Ia menegaskan, MUI Kabupaten Sukabumi tidak terlibat dalam proses teknis pembangunan, mulai dari perencanaan, pelelangan, hingga pelaksanaan pekerjaan. Seluruh tahapan tersebut merupakan kewenangan pihak terkait, seperti Unit Layanan Pengadaan (ULP), Pengadaan Barang dan Jasa (PBJ), dinas teknis, serta konsultan perencanaan dan pengawasan.
“Peran MUI hanya sebatas administratif, yakni melakukan pembayaran sesuai tahapan pekerjaan berdasarkan permohonan resmi dan laporan dari konsultan,” ujarnya kepada media, Selasa (7/4/2026).
Lebih lanjut, Gus Uha menambahkan MUI Kabupaten Sukabumi menegaskan komitmennya untuk mematuhi seluruh ketentuan yang berlaku dan tidak melakukan intervensi terhadap proses teknis di luar kewenangannya.
“Menanggapi pemberitaan yang berkembang, MUI menyayangkan informasi yang dinilai belum sepenuhnya menggambarkan kondisi sebenarnya.
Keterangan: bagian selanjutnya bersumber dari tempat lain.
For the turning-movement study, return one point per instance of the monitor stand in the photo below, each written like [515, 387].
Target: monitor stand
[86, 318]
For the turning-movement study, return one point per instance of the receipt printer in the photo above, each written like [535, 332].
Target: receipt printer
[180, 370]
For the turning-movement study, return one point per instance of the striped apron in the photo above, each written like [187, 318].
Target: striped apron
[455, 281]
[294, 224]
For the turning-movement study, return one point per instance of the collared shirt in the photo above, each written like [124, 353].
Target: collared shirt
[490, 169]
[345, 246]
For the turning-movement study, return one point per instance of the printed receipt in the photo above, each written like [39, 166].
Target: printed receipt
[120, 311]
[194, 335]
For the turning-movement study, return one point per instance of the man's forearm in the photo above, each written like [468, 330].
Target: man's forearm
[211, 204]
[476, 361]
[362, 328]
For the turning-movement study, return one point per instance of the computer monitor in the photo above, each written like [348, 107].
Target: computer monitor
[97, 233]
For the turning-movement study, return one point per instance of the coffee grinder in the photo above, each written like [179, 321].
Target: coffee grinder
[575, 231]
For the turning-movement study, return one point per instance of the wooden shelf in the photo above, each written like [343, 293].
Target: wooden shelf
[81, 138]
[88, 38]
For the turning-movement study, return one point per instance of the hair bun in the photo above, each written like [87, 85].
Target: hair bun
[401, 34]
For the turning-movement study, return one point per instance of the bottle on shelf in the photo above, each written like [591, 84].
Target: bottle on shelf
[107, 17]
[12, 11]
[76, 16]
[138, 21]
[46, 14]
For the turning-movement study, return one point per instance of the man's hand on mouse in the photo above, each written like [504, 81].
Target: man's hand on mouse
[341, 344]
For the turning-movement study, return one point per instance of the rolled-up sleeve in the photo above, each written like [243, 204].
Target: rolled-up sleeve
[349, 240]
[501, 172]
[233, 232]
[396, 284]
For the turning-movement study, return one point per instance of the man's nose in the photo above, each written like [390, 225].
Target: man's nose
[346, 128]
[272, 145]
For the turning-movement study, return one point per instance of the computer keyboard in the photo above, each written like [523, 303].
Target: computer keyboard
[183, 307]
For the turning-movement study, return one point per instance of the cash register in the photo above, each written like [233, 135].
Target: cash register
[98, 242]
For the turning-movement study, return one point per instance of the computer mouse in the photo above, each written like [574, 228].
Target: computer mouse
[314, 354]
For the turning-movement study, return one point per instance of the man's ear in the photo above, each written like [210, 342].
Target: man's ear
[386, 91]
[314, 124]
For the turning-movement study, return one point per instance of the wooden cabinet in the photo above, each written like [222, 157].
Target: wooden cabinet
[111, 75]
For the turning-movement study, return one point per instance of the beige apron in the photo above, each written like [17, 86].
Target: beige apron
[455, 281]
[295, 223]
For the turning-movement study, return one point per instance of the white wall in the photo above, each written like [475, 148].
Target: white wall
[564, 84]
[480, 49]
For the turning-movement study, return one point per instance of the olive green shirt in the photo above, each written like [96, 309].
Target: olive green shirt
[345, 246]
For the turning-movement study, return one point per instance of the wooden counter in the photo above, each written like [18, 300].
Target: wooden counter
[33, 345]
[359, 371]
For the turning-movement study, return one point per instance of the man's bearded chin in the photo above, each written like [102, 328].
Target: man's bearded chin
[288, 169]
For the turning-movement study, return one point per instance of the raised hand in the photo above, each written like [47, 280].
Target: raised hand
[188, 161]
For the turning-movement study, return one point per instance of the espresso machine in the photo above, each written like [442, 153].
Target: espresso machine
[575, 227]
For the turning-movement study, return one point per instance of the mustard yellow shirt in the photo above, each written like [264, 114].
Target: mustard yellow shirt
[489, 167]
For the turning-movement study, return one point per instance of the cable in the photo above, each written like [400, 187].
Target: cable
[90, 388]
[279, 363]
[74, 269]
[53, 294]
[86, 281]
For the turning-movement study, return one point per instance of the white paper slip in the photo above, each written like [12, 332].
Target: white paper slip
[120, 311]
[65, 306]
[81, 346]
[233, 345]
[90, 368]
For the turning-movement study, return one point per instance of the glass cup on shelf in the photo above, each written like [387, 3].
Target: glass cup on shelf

MUI memastikan seluruh proses telah dijalankan sesuai aturan,” kata Gus Uha.
Terkait hal tersebut, MUI Kabupaten Sukabumi juga meminta pemerintah daerah dan pihak terkait yang memiliki kewenangan teknis untuk memberikan penjelasan terbuka kepada publik serta bertanggung jawab atas pelaksanaan pembangunan.
“Adapun mengenai isu bahwa pembangunan gedung mangkrak, MUI menegaskan bahwa proses pembangunan masih berjalan dan saat ini berada dalam tahapan yang sedang dipenuhi oleh pihak-pihak terkait,” tegas Gus Uha.